A lawsuit filed last week alleges the Shiawassee County Commission was wrong when it decided to pay itself and other county employees hazard pay without allowing the public to weigh in.
An attorney for the plaintiff says the Commission continues to violate the Open Meetings Act and, on Monday, asked Latchana to step in to stop those employees from spending that money.
One commissioner, Marlene Webster, told the court she didn’t know some of the payments would go to her and her colleagues on the Commission.
“I thought we were voting on giving our county employees about $2,048 a piece, which made sense to me," she said. "I’ve seen similar distributions from similar funds to similar people. There was no discussion about this going to elected officials and certainly not county commissioners."
County Board Chairman Jeremy Root got $25,000. Two commissioners received $10,000 each, while four others received $5,000 each.
Webster says, when the payment amounts came to light, she started getting calls from people saying some county workers were threatening to walk off the job because they were upset that the county’s top brass got the lion’s share of the American Rescue Plan funding.
On Friday, the entire Commission agreed to give back the hazard payments.

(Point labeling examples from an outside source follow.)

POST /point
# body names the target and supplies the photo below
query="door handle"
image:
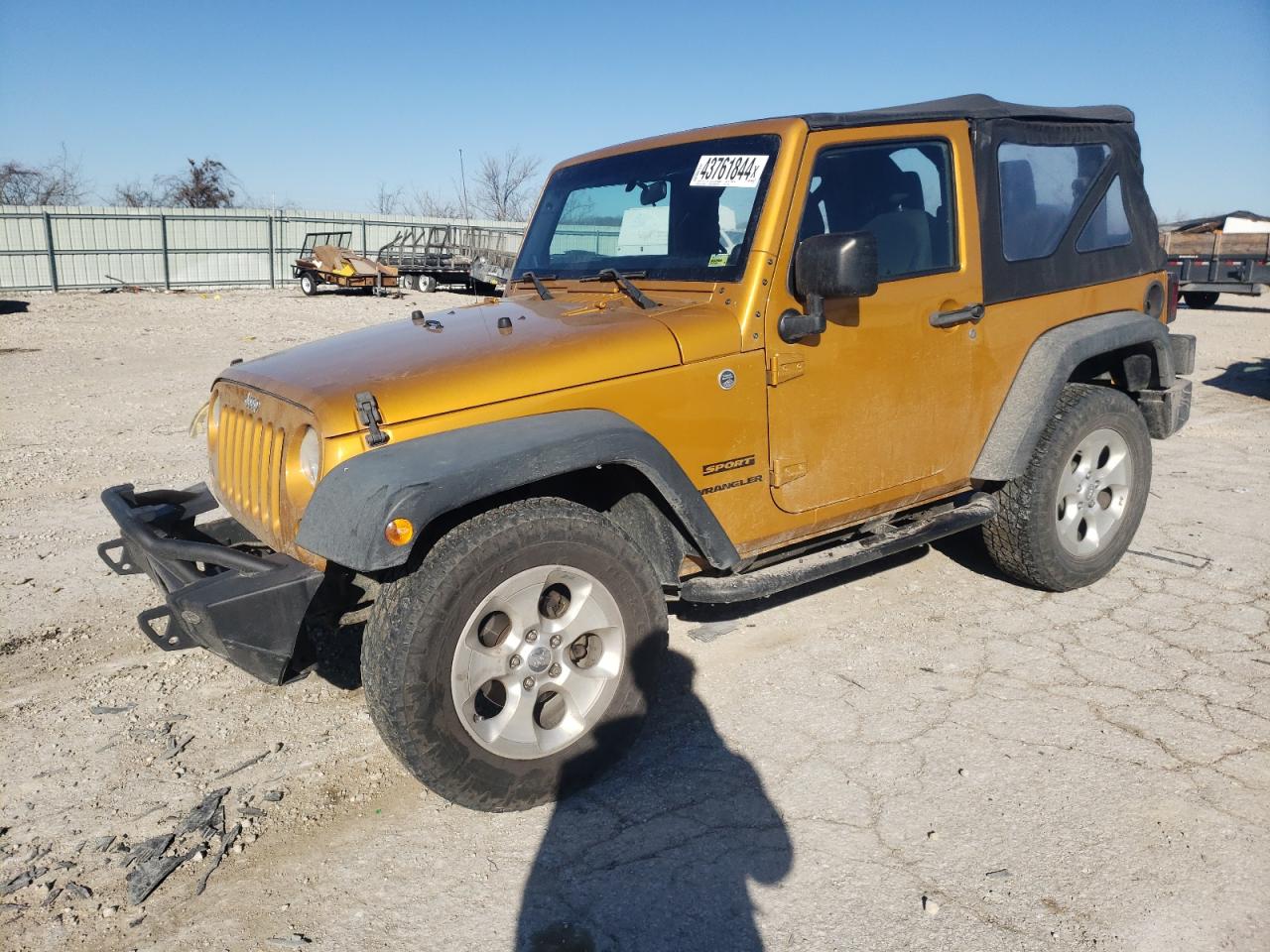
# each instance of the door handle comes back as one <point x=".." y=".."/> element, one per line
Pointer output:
<point x="948" y="318"/>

And Commissioner Gregory Brodeur is calling on Root to step down, saying in a statement released to the media that "Root’s decision to withhold information regarding his own egregious $25,000 bonus and the outsized amounts he awarded others is inexcusable and has destroyed his ability to effectively lead our county board."
Root did not respond to a request for comment sent Sunday.
Attorney Philip Ellison says he thinks the judge did the right thing.
“The mechanics of this still needs to be figured out but I suspect the county employees who received those funds will be directed to return those funds back to the county bank account," said Ellison.
Ellison also says the injunction lets the Commission and the public to have a mulligan to allow the public to weigh in on who should get hazard payments and how much they should get.
The injunction is valid through the Shiawassee County Commission's next meeting, which is slated to happen on Aug. 12, or at any special meeting where hazard pay is part of the agenda.